Okay, I’ve done it–like 99% of bloggers, I can’t resist the siren song of blogging about blogging. But this post is also going to go in TMM’s About section, and so I think it’s more than a meta post. I want to tell you, reader, why I am showing up here authentically but not under my legal name.
For me, it’s a little about keeping my private and public lives separate. I think as an authentic lifestyle blog, TMM is and is going to be a place where I want to share the good, the bad, and the ugly. I want to share the journey and not just the peaks, so I know there’s going to be messy posts and raw emotions on these pages.
I’m going to share hobbies, experiences, opinions and emotions when I have them, knowing these things may change. I may change my mind, and that I am not perfect. And I know that if I were blogging under my legal name, knowing that with one swift search loved ones and coworkers could have access to this website, I would need to use an extra personal filter. It just wouldn’t be as authentic.. I’d think twice, and three times about posting, and there are things I might choose not to post at all out of a desire to manage my public perception.
This is especially of concern to me because my sales career so far has been very people-facing. It’s all about building relationships and meeting people.

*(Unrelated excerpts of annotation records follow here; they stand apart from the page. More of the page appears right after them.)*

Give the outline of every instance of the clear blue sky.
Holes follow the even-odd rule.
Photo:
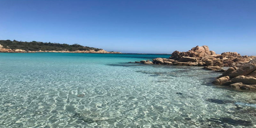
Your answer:
[[[1,0],[0,39],[256,55],[256,0]]]

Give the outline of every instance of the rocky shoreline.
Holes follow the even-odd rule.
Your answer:
[[[157,58],[153,61],[136,63],[145,64],[203,66],[205,69],[222,72],[212,83],[243,90],[256,90],[256,56],[242,56],[236,52],[216,54],[208,46],[198,46],[187,52],[174,52],[169,59]],[[230,67],[227,70],[221,67]]]
[[[35,53],[35,52],[65,52],[65,53],[113,53],[121,54],[122,53],[117,52],[108,52],[103,49],[101,49],[97,51],[93,50],[89,51],[76,50],[75,51],[41,51],[39,50],[36,51],[28,51],[21,49],[12,49],[4,48],[3,45],[0,44],[0,52],[11,52],[11,53]]]

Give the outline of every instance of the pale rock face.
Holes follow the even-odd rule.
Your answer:
[[[172,64],[172,62],[169,62],[169,61],[164,61],[164,64]]]
[[[239,76],[246,76],[256,70],[256,58],[251,60],[247,64],[232,72],[228,76],[234,78]]]
[[[183,56],[180,58],[179,61],[180,62],[196,62],[197,61],[196,58],[194,57]]]
[[[253,72],[249,74],[248,74],[248,76],[250,76],[254,78],[256,78],[256,70],[255,70]]]
[[[231,72],[235,71],[236,70],[237,70],[237,68],[236,67],[229,68],[227,71],[222,73],[222,75],[223,76],[228,76],[230,74]]]
[[[178,62],[173,63],[173,65],[183,66],[196,66],[198,65],[198,63],[196,62]]]
[[[216,85],[221,85],[227,82],[229,79],[228,76],[222,77],[213,81],[212,83]]]
[[[164,62],[163,58],[157,58],[154,59],[153,60],[154,62],[156,63],[162,64]]]

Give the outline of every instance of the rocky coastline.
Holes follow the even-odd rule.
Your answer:
[[[103,49],[100,50],[96,51],[93,50],[88,51],[76,50],[75,51],[42,51],[39,50],[36,51],[26,51],[21,49],[12,49],[3,48],[3,45],[0,44],[0,52],[11,52],[11,53],[35,53],[35,52],[65,52],[65,53],[113,53],[121,54],[122,53],[117,52],[108,52]]]
[[[236,52],[216,54],[208,46],[197,46],[187,52],[174,52],[169,59],[157,58],[136,63],[145,64],[203,67],[222,72],[212,83],[242,90],[256,90],[256,56],[242,56]],[[230,67],[227,70],[222,67]]]

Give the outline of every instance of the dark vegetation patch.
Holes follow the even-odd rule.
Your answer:
[[[44,43],[33,41],[31,42],[18,41],[15,40],[0,40],[0,44],[4,48],[12,49],[20,49],[26,51],[35,51],[41,50],[45,51],[75,51],[76,50],[90,51],[93,50],[98,51],[102,49],[92,47],[84,46],[75,44],[69,45],[67,44],[60,44],[56,43]]]

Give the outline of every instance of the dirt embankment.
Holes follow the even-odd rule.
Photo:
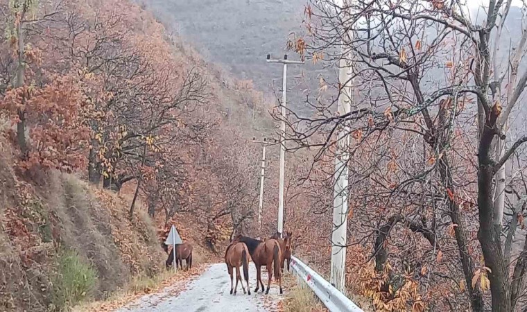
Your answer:
[[[73,175],[28,179],[13,159],[0,141],[0,311],[64,311],[163,268],[144,211],[129,218],[126,200]]]

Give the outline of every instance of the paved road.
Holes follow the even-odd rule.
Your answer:
[[[238,285],[236,295],[230,294],[230,280],[225,263],[213,264],[198,279],[189,282],[186,289],[174,296],[175,285],[161,293],[143,297],[116,312],[272,312],[276,311],[277,303],[282,298],[278,286],[271,284],[269,295],[260,292],[254,294],[256,269],[250,263],[251,295],[243,295]],[[262,280],[267,286],[265,269]],[[236,282],[236,281],[234,281]]]

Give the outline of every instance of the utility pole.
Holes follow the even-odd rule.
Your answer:
[[[343,0],[343,4],[350,0]],[[344,7],[345,6],[343,6]],[[352,34],[349,32],[349,38]],[[337,114],[343,116],[351,110],[353,85],[351,55],[345,55],[346,40],[343,40],[343,55],[339,61]],[[329,282],[340,291],[345,290],[346,236],[348,210],[348,159],[349,127],[343,122],[339,127],[335,157],[335,186],[333,202],[333,232],[331,233],[331,264]]]
[[[288,60],[287,54],[284,60],[271,60],[270,54],[267,55],[268,63],[280,63],[284,64],[284,73],[282,85],[282,123],[280,123],[280,174],[278,187],[278,225],[277,231],[280,237],[284,232],[284,176],[286,165],[286,93],[287,92],[287,64],[304,64],[302,61]]]
[[[261,237],[261,209],[264,206],[264,179],[266,176],[266,148],[270,145],[270,141],[268,141],[264,137],[263,141],[257,141],[255,137],[252,138],[253,143],[258,143],[262,145],[261,152],[261,177],[260,177],[260,202],[258,205],[258,239]],[[275,139],[273,139],[273,143],[277,143]]]

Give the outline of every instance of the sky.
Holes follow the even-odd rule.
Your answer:
[[[482,3],[486,3],[485,5],[487,6],[489,3],[488,0],[466,0],[466,1],[467,1],[467,4],[471,8],[481,6]],[[512,0],[512,5],[513,6],[521,7],[522,6],[521,0]]]

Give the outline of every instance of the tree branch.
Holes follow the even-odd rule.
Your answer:
[[[512,147],[511,147],[510,149],[509,149],[509,150],[508,150],[505,155],[503,155],[503,157],[501,157],[499,162],[498,162],[498,163],[494,166],[493,168],[494,173],[498,172],[498,170],[499,170],[499,168],[501,168],[501,166],[503,166],[506,162],[507,162],[507,160],[508,160],[510,156],[514,154],[516,150],[518,149],[518,148],[525,142],[527,142],[527,136],[523,137],[515,142],[514,144],[512,144]]]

It’s a part of my life I want to be able to share about comfortably because I know that through the years of working in this field, I have gathered a lot of nuggets of wisdom. I also have a lot of personal feelings about sales (often negative ones–I’d love to enter a different field). I want to be able to share all that openly and without concern for repercussion!

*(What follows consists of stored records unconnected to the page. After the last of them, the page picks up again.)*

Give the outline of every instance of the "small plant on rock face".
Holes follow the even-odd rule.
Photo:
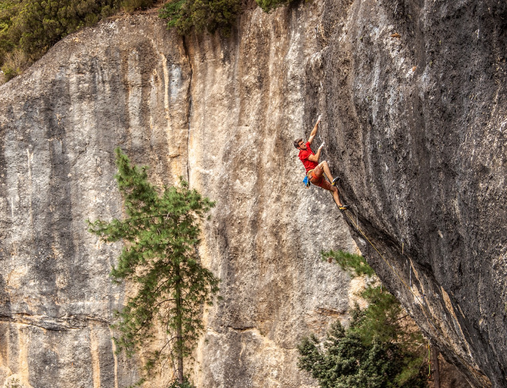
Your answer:
[[[19,379],[14,378],[7,383],[6,388],[22,388],[22,387],[19,383]]]

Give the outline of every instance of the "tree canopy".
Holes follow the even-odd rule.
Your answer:
[[[154,326],[162,328],[165,336],[148,354],[147,376],[174,360],[182,384],[183,359],[204,328],[202,308],[219,292],[219,279],[201,264],[198,251],[200,221],[214,203],[182,178],[179,185],[159,189],[148,181],[147,167],[131,166],[119,148],[115,152],[125,217],[88,221],[90,231],[104,241],[124,242],[111,275],[115,282],[136,285],[135,294],[117,312],[115,340],[118,351],[131,356],[153,338]]]
[[[374,273],[364,258],[341,251],[322,253],[355,275]],[[356,305],[350,325],[339,321],[325,340],[314,334],[298,346],[298,366],[318,380],[322,388],[425,388],[426,351],[420,332],[396,299],[370,278],[361,293],[368,302]]]

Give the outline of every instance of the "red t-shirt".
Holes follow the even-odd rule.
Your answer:
[[[308,157],[310,155],[315,155],[312,149],[310,147],[310,143],[306,142],[306,149],[299,150],[299,160],[303,162],[303,165],[306,169],[306,172],[310,170],[315,168],[318,165],[316,162],[312,162],[308,159]]]

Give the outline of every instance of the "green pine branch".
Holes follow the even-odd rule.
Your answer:
[[[200,222],[214,204],[182,178],[177,186],[159,188],[148,181],[147,167],[132,165],[119,148],[115,151],[125,217],[88,223],[103,241],[125,244],[111,272],[113,281],[136,285],[136,293],[115,314],[117,350],[131,357],[153,339],[156,326],[164,328],[167,340],[148,353],[143,379],[155,365],[173,359],[178,384],[184,385],[183,359],[204,329],[204,305],[219,291],[219,279],[201,265],[197,252]]]

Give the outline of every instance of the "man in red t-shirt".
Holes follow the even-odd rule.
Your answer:
[[[322,143],[318,147],[316,154],[313,153],[310,147],[315,137],[315,134],[317,133],[317,130],[318,129],[318,125],[320,123],[320,118],[319,117],[313,127],[313,129],[312,130],[312,132],[310,134],[308,141],[306,143],[304,143],[303,141],[303,139],[301,138],[296,139],[294,140],[294,146],[299,150],[299,159],[303,162],[303,165],[305,166],[308,180],[313,184],[330,191],[333,194],[333,199],[338,206],[338,209],[343,211],[348,209],[348,205],[342,204],[340,201],[338,189],[335,186],[336,181],[338,180],[338,178],[333,178],[327,162],[323,161],[320,163],[318,163],[318,158],[320,157],[320,149],[324,145],[324,143]],[[331,182],[331,183],[324,179],[323,176],[324,173]]]

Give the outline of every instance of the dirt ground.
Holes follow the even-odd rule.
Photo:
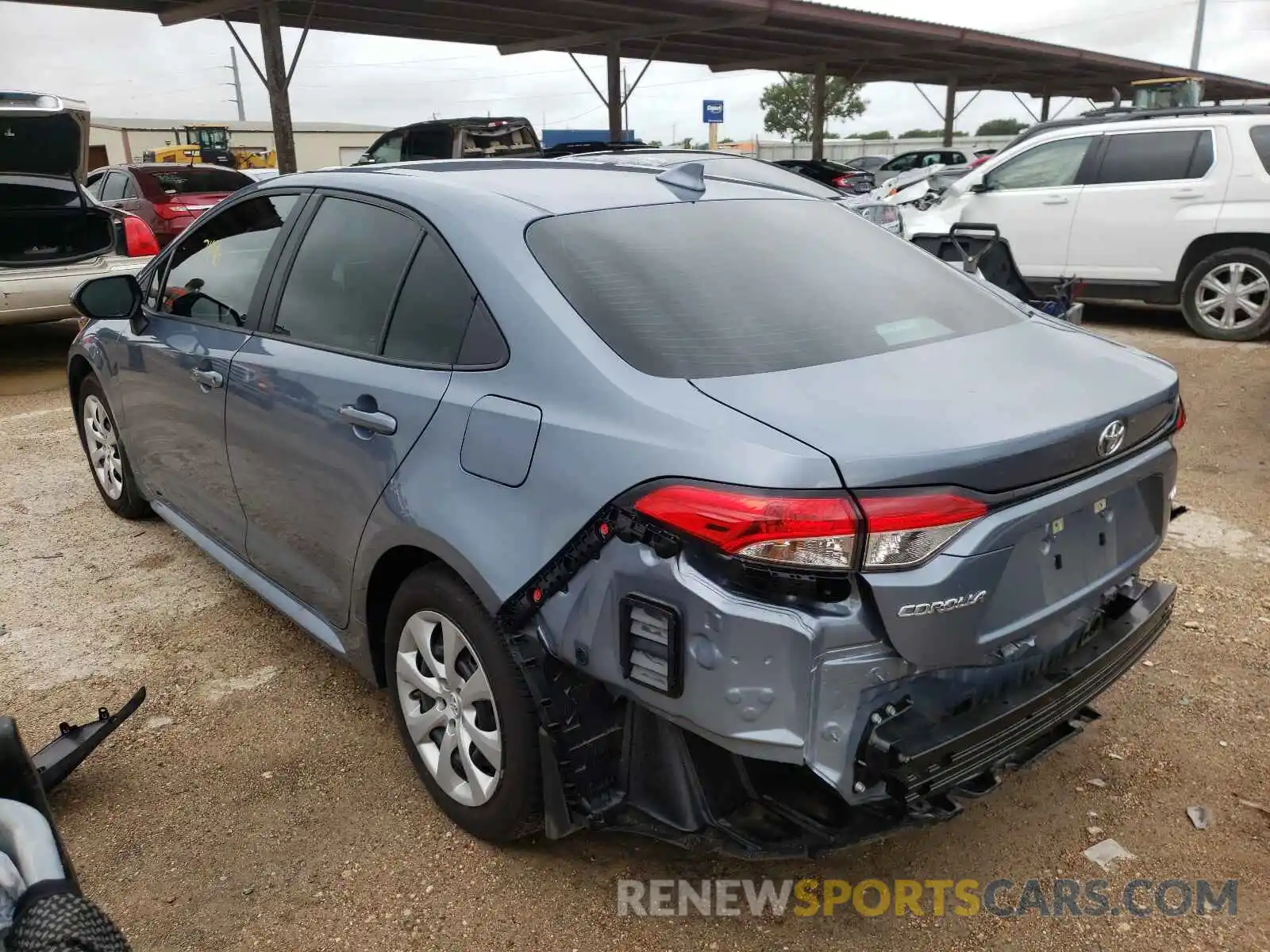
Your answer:
[[[100,504],[65,325],[0,329],[0,711],[39,745],[149,687],[55,796],[88,892],[137,949],[1270,949],[1270,815],[1240,803],[1270,805],[1270,345],[1203,341],[1168,314],[1091,317],[1181,372],[1193,512],[1147,572],[1179,584],[1177,612],[1101,722],[954,823],[814,862],[472,842],[415,782],[386,696],[164,523]],[[1099,878],[1082,850],[1102,836],[1137,856],[1113,886],[1237,878],[1238,914],[616,915],[618,878]]]

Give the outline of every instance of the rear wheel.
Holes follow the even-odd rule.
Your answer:
[[[389,612],[385,670],[410,762],[467,833],[542,826],[537,712],[494,619],[450,571],[417,570]]]
[[[1232,248],[1196,264],[1182,286],[1182,312],[1212,340],[1256,340],[1270,333],[1270,255]]]
[[[86,377],[79,388],[79,429],[80,443],[88,456],[93,481],[97,484],[102,501],[110,512],[124,519],[141,519],[150,514],[150,504],[141,495],[137,480],[128,463],[128,453],[123,448],[119,428],[114,414],[105,402],[105,393],[97,377]]]

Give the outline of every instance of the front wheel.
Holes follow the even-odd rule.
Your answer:
[[[437,806],[494,843],[540,830],[537,712],[489,612],[431,566],[403,583],[386,631],[394,718]]]
[[[76,416],[80,430],[80,443],[88,456],[93,481],[97,484],[102,501],[110,512],[124,519],[141,519],[150,514],[150,504],[141,495],[132,466],[128,463],[119,428],[114,414],[105,402],[105,393],[95,377],[88,377],[80,383]]]
[[[1212,340],[1270,333],[1270,255],[1256,248],[1209,255],[1186,275],[1182,312],[1191,330]]]

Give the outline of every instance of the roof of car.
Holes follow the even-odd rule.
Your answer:
[[[687,154],[691,161],[691,152]],[[569,159],[455,159],[359,165],[283,175],[259,183],[263,189],[293,185],[390,190],[433,202],[460,202],[480,193],[509,199],[549,215],[664,204],[685,201],[682,192],[658,180],[664,169],[572,161]],[[367,179],[376,180],[376,184]],[[792,192],[728,178],[706,176],[698,201],[729,198],[806,199]],[[810,199],[806,199],[810,201]]]

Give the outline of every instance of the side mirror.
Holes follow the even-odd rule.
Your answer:
[[[75,310],[97,320],[122,320],[141,311],[141,286],[131,274],[93,278],[71,296]]]

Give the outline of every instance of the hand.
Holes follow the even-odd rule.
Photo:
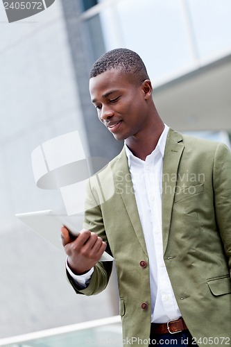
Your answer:
[[[76,275],[82,275],[94,266],[107,246],[96,233],[86,229],[83,229],[73,241],[67,228],[62,227],[61,237],[68,255],[68,265]]]

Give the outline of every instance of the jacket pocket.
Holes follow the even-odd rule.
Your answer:
[[[175,195],[175,203],[182,200],[183,198],[188,198],[189,196],[192,196],[197,194],[201,193],[204,191],[204,184],[196,185],[191,185],[183,190],[181,190],[179,193],[176,193]]]
[[[122,298],[119,299],[119,314],[123,316],[125,314],[125,305],[124,300]]]
[[[231,279],[230,276],[207,280],[210,291],[215,296],[231,294]]]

But most of all, I just want to do this in private. I had someone ask me once whether I write under a pen name because I am ashamed of what I am doing. I was taken aback and a little offended at the time… What is there to be offended about? Why would I be sharing it with them if I was offended? Later, I realized why it might look that way if I am hiding my name. Why not proudly share what I am doing? I used to do that when I was younger. But it seems like there was a lot less on the line then–and I wasn’t as private a person.
Maybe it’s because I’m not so sure about what I am doing here yet, I’m just exploring. Maybe I just enjoy the cloak of anonimity that allows me to share on multiple levels without the fear of repercussions. Maybe it’s that I enjoy the sense of a safe little cocoon that this blog has become; no judging eyes, and a place just for me.

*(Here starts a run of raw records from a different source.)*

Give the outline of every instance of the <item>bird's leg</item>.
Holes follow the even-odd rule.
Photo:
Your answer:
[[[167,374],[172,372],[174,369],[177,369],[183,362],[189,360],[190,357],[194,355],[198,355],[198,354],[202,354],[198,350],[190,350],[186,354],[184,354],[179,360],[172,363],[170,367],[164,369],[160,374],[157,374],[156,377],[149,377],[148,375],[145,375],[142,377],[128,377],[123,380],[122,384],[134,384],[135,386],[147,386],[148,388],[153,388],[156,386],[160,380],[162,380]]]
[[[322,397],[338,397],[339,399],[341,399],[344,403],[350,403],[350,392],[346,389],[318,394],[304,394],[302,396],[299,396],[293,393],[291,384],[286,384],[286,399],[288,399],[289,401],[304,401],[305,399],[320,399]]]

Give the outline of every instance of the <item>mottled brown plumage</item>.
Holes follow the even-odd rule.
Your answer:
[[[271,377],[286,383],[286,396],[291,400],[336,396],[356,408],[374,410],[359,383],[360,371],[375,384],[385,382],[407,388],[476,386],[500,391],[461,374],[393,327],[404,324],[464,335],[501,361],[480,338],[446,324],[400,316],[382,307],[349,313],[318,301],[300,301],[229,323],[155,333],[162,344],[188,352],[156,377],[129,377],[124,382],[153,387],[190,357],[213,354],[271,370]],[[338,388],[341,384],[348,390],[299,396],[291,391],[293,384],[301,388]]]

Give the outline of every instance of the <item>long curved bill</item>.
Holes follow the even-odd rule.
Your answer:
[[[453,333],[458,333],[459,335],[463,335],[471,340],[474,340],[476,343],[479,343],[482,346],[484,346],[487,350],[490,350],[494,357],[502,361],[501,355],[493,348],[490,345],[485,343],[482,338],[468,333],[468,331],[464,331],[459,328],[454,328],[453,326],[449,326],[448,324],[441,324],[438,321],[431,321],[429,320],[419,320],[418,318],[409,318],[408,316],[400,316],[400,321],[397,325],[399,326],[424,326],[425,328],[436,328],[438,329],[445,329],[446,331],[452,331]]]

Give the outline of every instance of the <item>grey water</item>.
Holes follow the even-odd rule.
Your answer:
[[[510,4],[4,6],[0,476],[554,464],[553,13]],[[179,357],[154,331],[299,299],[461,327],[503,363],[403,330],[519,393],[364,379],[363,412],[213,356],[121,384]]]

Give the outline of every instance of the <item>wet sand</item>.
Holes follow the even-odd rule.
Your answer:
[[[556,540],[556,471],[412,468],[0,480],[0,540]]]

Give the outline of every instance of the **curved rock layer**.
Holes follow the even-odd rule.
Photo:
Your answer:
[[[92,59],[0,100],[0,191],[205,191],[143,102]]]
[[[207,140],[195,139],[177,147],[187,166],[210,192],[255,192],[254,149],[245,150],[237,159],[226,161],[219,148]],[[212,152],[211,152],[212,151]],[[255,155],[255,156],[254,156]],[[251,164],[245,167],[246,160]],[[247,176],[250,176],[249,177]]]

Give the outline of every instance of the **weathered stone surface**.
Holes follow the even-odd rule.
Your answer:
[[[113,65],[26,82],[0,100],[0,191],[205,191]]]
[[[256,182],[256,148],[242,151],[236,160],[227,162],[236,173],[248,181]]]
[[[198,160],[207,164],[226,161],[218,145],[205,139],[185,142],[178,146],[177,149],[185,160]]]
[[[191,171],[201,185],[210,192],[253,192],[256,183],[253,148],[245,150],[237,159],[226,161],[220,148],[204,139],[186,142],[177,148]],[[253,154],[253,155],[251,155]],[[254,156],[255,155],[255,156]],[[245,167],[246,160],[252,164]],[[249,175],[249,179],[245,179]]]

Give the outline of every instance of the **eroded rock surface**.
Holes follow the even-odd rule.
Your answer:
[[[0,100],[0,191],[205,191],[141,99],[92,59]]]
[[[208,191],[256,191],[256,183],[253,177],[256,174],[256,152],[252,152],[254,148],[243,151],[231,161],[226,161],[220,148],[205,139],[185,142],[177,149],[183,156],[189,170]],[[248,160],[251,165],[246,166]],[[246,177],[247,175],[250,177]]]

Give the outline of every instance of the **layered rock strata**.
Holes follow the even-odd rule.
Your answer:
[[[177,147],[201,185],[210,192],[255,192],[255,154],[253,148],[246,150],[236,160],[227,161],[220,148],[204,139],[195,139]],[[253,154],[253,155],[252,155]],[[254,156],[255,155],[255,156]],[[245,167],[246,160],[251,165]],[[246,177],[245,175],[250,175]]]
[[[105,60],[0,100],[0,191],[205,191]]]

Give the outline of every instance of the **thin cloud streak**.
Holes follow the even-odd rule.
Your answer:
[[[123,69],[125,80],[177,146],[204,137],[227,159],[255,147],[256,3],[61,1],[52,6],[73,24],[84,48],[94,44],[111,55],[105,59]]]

One day, I would love to put my name and face on this website. But until I have carved an authentic, independent career path and feel secure in that, I choose to share in this way. But I want to promise you that what you find in these pages is the truth. In fact, the anonimity here doesn’t so much give me a license to change the truth than an opportunity to freely share it.
What do you think about bloggers sharing under a pen name? Do you have strong feelings about it? I personally think there’s no substitute for 100% transparency, even if someone’s reasons for creating that little shield (like mine) are absolutely understandable. When I read Peanut Butter Fingers, for example (it’s one of my favourite blogs), I love that Julie shares everything so openly. I love that I know her family and her–exactly who she actually is. So I would love to offer that here one day.